Probyn, in her essay ‘Bodies and Anti-Bodies: Feminism and the Postmodern’ (1987), investigates the concept of the ‘postmodern body’ and, like Bordo, is critical of the political implications for the place of ‘the feminine body in mass and everyday culture’. In this context she claims that ‘the question is much too difficult to impose any postmodernist closure on these sites’ (Probyn 1987:356). In developing the relationship between postmodernism, popular culture and the body, Probyn (1987:356) argues that the way ‘the popular’ is articulated and ‘lived in the shadow of postmodernist theorizing’ needs to be investigated as well as the implications of this for ‘the death of the social’. As Probyn notes, the multiple subjectivities that have ‘emerged’ from postmodernist and poststructuralist critiques means that ‘our bodies are more actively articulated and that a surface is only one way of reading’ (ibid.). While cautious of the implications of postmodernism for feminism, Probyn recognises the potential of postmodernism for feminism. Drawing on the work of Mikhail Bakhtin (1968), she argues that feminism in the postmodern must search for interconnections between bodies and memories which can point to ‘all that prolongs the body and links it to other bodies or to the world outside’ (Bakhtin 1968:317). She warns against feminism’s tendency towards essentialising around subject positioning, and recognises that ‘bodies and memory in the postmodern can be seen defining epistemological lines which articulate subjectivities and practices’ (Probyn 1987:357).

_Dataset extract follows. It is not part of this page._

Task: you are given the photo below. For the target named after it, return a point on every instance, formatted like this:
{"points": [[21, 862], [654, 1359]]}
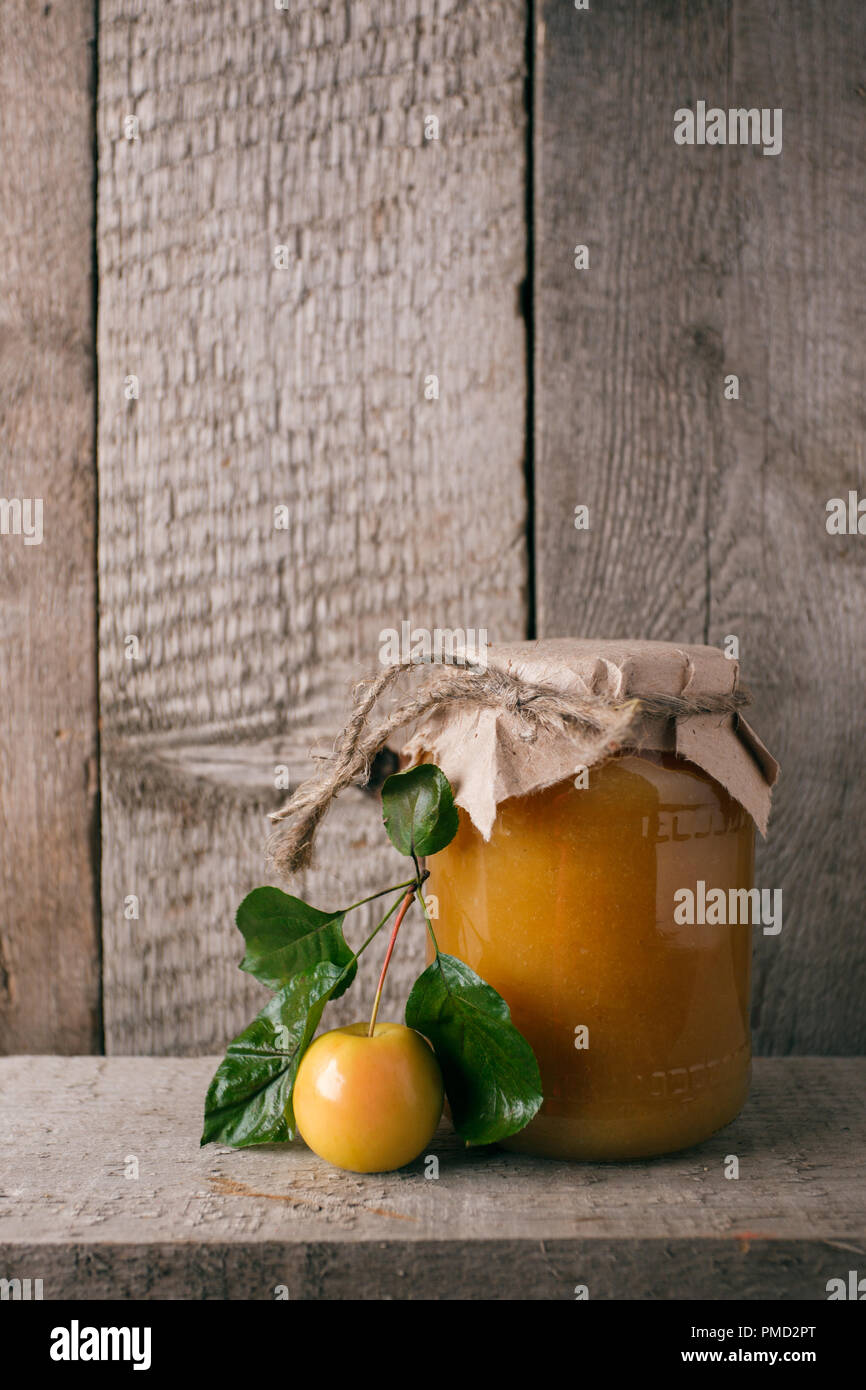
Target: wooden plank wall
{"points": [[49, 933], [305, 387], [708, 516]]}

An example of the interpenetration of bodies, memories and subjectivities with the politics of everyday life can be seen in the work of Angela McRobbie (1982a, 1982b, 1986). Probyn (1987:357), drawing on McRobbie’s (1986) work, shows how she entwines memory, fantasy, dance, biographical references and extracts from others’ lives through the meanings of ‘adolescent femininity’.

Probyn shows how ‘McRobbie articulates the memories of school dances, [the films] Fame and Flashdance, Camden Palace [London] and families, not to valorize them, but to bring out their specificity’ (ibid.).

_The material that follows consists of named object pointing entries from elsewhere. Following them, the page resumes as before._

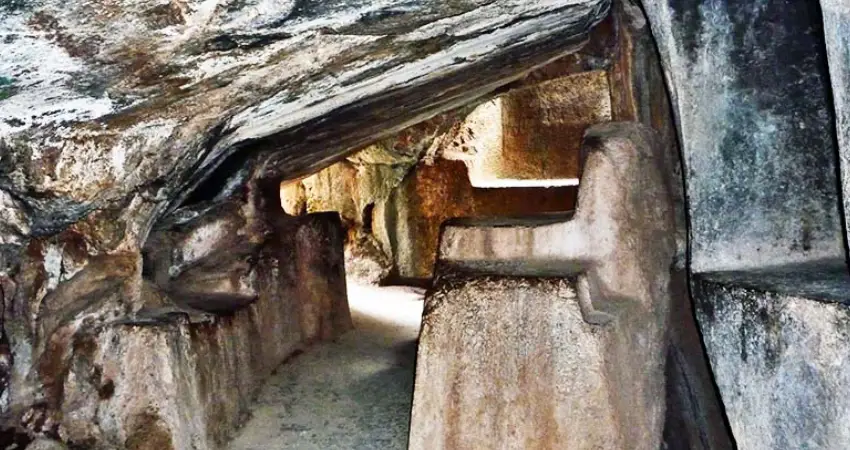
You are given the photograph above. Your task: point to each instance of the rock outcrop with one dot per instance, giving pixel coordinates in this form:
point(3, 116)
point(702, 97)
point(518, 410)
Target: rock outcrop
point(141, 149)
point(618, 250)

The extremes of the postmodern body have been outlined by Donna Haraway in ‘A Manifesto for Cyborgs’ (1985). Probyn (1987:355) contends that ‘In the truly postmodern sphere of “cyborgs” there is no longer a self (“one is too few, but two is too many” [1985:96]) and the gendered bounded body is past…’ As Probyn notes in what Haraway calls the ‘post-information age’, ‘cyborg polities’ boils down to ‘the struggle for language and the struggle against perfect communication (1985:95)’ (ibid). Probyn warns that the implications of Haraway’s politics framed within her ‘techno-emancipation’ are unstable and obscure. She argues for a theory of articulation to problematise and politicise ‘unyielding’ hegemonic and patriarchal sites, central among which is sexuality.